Insert fittings are sometimes used with flexible plastic pipe such as polyethylene. Insert fittings are inserted into the pipe and sealed with an adjustable clamp.

Solvent-weld fittings have specially formed sockets into which plastic pipe is inserted. Fitting and pipe are bonded by a chemical weld using the solvent or cement compatible with the type of plastic being connected.

Manufacturer's recommendations should be followed in making such joints. When done properly, these joints form a permanent weld stronger than the pipe itself.

INSTANT-CONNECT FITTINGS

Instant connect fittings make it easy for you to join tubing or pipe. The homeowner inserts the tubing or pipe into the fitting until it seats then pulls back to ensure a tight fit. These fittings are tested up to 600 psi and come in a full range of types to connect copper, polybuty-lene, CPVC and galvanized pipe in 3/8", 1/2" and 5/8" outside diameter. The fittings are easy to use; but once in position and seated, the fitting cannot be removed for realignment.

SOLDER AND FLUX

Solder is used to "sweat" copper and brass fittings; it forms a bonded joint between fitting and pipe.

The specified material for sweat soldering used to be 50/50 (50% lead and 50% tin by weight) or 60/40 (60 % lead and 40 percent tin by weight). However, in 1986 the U.S. Congress banned the use of lead containing materials in public water supply systems and in any plumbing providing drinking water connected to public water systems. As specified by law, all of the States prohibited the use of lead-containing materials in the repair or construction of public water-supply systems.
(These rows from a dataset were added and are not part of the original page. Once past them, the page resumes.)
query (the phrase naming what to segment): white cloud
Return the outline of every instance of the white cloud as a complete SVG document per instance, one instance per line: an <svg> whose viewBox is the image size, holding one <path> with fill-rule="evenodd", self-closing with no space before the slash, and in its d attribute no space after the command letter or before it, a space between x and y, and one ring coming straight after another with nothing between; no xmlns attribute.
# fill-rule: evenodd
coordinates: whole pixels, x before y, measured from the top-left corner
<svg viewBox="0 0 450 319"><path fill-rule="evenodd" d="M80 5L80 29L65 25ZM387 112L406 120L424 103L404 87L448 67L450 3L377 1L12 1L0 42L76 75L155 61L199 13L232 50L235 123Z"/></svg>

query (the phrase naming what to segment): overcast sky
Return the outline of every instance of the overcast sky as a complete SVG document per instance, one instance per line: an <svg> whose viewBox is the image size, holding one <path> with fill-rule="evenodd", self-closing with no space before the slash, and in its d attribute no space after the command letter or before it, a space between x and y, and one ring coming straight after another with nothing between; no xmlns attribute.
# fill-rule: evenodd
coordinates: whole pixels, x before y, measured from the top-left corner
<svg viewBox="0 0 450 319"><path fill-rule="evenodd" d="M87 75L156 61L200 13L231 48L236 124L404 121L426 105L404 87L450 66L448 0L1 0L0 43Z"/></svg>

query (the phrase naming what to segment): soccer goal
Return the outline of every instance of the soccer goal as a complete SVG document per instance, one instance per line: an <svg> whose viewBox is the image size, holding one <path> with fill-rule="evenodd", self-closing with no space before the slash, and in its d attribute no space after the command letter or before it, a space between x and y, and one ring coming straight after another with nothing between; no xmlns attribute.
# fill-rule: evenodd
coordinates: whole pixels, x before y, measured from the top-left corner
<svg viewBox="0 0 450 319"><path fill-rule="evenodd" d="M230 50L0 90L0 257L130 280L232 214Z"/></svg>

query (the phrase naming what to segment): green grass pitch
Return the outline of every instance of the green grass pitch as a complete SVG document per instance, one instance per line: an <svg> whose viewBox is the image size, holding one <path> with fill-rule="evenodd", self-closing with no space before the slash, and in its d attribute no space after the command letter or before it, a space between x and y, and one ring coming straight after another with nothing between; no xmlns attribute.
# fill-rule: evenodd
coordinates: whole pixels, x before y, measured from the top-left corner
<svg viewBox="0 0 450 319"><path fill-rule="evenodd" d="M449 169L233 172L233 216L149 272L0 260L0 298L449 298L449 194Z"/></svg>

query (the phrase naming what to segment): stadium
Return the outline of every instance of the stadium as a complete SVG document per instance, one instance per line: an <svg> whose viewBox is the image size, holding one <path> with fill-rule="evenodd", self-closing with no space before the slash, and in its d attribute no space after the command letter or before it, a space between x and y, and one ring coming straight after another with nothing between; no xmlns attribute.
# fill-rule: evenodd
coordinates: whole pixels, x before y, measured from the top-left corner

The major U.S. plumbing codes were revised to exclude the use of materials containing lead from potable-water applications.
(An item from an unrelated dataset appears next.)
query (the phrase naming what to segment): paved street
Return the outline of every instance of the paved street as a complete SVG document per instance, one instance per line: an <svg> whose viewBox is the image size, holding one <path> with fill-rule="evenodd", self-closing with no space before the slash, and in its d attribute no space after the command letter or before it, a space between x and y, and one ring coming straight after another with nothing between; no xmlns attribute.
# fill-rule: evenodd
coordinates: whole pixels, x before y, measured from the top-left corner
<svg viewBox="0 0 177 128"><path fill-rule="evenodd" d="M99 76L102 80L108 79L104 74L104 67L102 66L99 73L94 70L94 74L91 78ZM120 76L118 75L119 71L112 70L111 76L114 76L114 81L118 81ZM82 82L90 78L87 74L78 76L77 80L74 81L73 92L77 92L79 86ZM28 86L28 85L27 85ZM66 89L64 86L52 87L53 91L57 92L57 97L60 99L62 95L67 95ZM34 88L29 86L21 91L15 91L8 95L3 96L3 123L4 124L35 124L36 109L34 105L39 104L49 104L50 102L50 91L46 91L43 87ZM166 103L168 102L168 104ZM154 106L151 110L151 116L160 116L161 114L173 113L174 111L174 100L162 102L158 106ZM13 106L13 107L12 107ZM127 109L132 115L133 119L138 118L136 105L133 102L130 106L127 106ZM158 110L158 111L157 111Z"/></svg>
Among the materials prohibited by law in public water systems is lead solder and flux, defined as those containing more than 0.2 percent lead. In 1986 Congress amended the Federal Hazardous Substance Act, defining lead solder as a hazardous substance. The law requires manufacturers to place warning labels on packages of lead solder introduced into interstate commerce.

Now the specified materials for sweat soldering are "lead-free" solid-wire solders. Lead-free solders contain no more than 0.2% lead. There are a number of lead-free solders available, including 95/5 tin-antimony or tin-silver solders. The first number denotes the percentage of tin. Most of these lead-free solders are formulated by the manufacturers to approach or equal the ease of its application and performance of the traditional lead solder.
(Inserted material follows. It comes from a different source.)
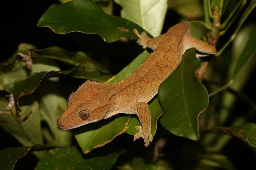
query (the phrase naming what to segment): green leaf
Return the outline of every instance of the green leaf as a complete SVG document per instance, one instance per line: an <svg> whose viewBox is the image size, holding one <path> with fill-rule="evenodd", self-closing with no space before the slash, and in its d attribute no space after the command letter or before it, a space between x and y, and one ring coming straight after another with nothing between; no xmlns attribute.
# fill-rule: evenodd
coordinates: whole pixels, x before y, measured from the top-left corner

Flux (liquid or paste) is necessary for anyone buying sweat fittings. So is a small brush to apply the flux. As with solders, fluxes utilized in the soldering of potable water piping must be lead free.

Used along with solder, flux prevents oxidation of metals as they are heated. It also chemically cleans the surface of items to be soldered after they have been rubbed clean with sanding paper or a wire brush.

By preventing oxidation, flux allows solder to flow freely, forming a good bond.

MAPP GAS

To get a good sweat fitting there should be no water in the pipeline; some homeowners find it difficult to thoroughly drain the line.

This may cause a problem if you are using a propane torch which does not generate enough heat to dry out the line. MAPP gas, however, reaches a much higher heat that can dry out small amounts of water.

Because of this intense heat, MAPP gas must be used carefully, it can melt the copper if held too long in one spot.

VALVES

METAL VALVES

Valves, sill cocks and faucets control the water supply. Valves and sill cocks are used on pipe lines; faucets are installed on fixtures.

Valves in home plumbing lines usually are cast bronze and have portions machined and threaded for trimmings.

Gate valves have a sliding wedge that is moved across the waterway, usually by a threaded spindle or stem. It is either rising or non-rising, the latter having a shorter bonnet.

A gate valve is used to completely shut off or open a waterway, but not control the volume of flow. Either opening of a gate valve may face the pressure side of the line.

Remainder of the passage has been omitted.